Women fleeing an abusive relationship are to be given free train travel under a new scheme.
Victims across the south of England, West Midlands and south Wales are the first to benefit from the "Rail to Refuge" initiative, after Southeastern and Great Western Railway signed up.
Domestic abuse victim Amanda, whose name has been changed, said it was a "lifeline" for women in need.
"It's empowering, and I hope other rail operators get on board," she said.
'Nowhere to go'
The scheme was the brainchild of Southeastern station manager Darren O'Brien, who said even though "it is a only a small thing", it could "make an enormous difference" to women in dire circumstances.
Abuse victims can contact the charity Women's Aid, or a domestic abuse helpline or local outreach service, and if necessary a refuge space will be found and the train ticket obtained on the woman's behalf.
Amanda, whose partner emotionally and financially abused her for two years, left after he hit her.

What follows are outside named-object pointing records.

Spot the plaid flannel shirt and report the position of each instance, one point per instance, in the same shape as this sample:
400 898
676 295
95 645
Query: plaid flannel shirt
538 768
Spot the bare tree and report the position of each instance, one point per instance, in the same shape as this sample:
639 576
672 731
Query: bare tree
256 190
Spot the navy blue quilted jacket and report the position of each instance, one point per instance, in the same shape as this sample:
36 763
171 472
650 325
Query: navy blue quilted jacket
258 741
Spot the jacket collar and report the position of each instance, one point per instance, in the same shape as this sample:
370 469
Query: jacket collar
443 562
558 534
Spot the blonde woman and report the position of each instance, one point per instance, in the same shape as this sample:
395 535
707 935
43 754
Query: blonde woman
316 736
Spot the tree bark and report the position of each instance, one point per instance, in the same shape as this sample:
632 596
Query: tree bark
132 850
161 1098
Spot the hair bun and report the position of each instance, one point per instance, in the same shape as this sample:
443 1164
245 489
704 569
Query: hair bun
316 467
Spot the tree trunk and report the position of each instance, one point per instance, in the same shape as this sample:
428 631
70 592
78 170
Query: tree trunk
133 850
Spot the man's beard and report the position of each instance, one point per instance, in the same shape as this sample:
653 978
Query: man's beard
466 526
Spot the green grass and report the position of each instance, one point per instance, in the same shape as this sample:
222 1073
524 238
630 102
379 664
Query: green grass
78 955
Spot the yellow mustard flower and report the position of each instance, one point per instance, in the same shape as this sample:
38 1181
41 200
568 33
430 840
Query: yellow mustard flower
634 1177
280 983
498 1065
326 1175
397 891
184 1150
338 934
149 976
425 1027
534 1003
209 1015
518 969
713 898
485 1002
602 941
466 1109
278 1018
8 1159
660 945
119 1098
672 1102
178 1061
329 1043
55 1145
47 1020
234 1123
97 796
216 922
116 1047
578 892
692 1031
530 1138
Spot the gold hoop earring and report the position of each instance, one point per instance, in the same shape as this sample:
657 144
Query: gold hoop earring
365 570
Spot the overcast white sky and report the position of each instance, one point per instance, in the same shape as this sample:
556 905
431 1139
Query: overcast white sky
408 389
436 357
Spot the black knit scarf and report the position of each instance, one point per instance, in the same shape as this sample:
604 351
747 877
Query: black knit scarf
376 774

She had no money, as she had stopped working to look after their child.
"That is the point when you are most vulnerable," she said. "You have no money, you may have been forced to cut off friends and family during your relationship, you can't see any future, and your abuser is at their most aggressive."
She added: "Often all women have is the shirt on their back, and with nowhere to go - it's really scary.
"Knowing you can put some distance between you and your abuser is reassuring and empowering."
Adina Claire, acting co-chief executive of Women's Aid, said: "Access to cash is a major barrier for women escaping an abusive partner, and free train travel will be one less thing for these women to worry about at a time of acute crisis."
A director at GWR, Joe Graham, said: "The railway is much more than trains and rail track; it is about supporting the communities that it serves."